Atlas shuddered and shot to their feet, before looking around nervously. As soon as they turned to face Amy, they visibly reacted in relief and surprise. “Amy!?”
Amy had already drawn the breath with which she planned to start blurting out her monologue detailing her new discoveries, when Atlas twitched their head back and forth, and promptly fell forwards and lay motionless on the ground.
“Atlas!?” Amy cried, accusingly. The squid people slithered over and looked at her questioningly and accusingly, which was impressive, seeing as they didn’t have faces.
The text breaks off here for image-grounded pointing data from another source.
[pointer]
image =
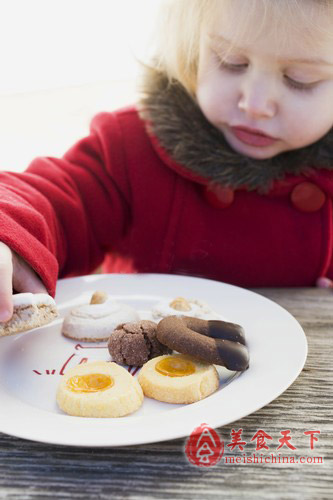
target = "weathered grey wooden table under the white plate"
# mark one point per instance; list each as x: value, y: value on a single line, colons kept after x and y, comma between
x: 31, y: 470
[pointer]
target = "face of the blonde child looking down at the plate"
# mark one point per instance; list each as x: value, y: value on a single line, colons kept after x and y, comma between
x: 267, y: 83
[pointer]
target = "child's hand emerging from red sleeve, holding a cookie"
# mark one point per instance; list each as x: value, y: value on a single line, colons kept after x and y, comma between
x: 15, y: 273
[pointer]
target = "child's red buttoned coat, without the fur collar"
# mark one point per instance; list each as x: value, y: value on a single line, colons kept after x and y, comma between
x: 118, y: 191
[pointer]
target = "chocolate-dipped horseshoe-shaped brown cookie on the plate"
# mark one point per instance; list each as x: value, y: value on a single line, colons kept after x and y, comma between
x: 218, y: 342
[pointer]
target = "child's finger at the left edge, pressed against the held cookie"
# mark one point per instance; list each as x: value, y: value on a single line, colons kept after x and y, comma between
x: 6, y: 287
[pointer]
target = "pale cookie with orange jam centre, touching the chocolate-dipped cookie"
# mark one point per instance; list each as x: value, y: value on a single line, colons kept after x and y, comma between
x: 178, y: 379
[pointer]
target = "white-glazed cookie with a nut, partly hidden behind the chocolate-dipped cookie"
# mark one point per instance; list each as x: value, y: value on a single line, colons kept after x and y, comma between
x: 180, y: 307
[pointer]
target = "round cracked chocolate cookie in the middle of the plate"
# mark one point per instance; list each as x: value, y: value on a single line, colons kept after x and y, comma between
x: 135, y: 343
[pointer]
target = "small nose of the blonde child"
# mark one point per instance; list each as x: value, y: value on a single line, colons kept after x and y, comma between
x: 258, y: 100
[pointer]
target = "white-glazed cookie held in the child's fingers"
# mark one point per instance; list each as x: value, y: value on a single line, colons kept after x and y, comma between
x: 30, y: 311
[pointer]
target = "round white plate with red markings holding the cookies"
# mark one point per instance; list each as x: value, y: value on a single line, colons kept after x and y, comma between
x: 31, y: 365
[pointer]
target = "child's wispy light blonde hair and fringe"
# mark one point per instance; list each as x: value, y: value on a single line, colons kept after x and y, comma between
x: 181, y: 24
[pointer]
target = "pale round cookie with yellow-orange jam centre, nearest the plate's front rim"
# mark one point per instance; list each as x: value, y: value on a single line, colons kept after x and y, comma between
x: 99, y: 389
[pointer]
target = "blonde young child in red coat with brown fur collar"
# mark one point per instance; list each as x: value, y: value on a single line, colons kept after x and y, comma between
x: 224, y: 170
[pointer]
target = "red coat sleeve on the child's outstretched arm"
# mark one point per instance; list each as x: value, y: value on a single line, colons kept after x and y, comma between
x: 63, y: 215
Amy sighed. “Theresa must have had them rig themself to shut down if they saw any more ghosts...” She looked towards the ship. “I could still...”
Another tentacle wrapped around her arm, firmly this time. For the first time, Amy heard a voice inside her head which wasn’t hers. It was a quiet, hissing voice, like that of a reptile, in an echoing room. “We could all be dead in minutesss.”
Amy cast a sympathetic look to the ship, and then back at the squid, and sighed again. “Let’s go.”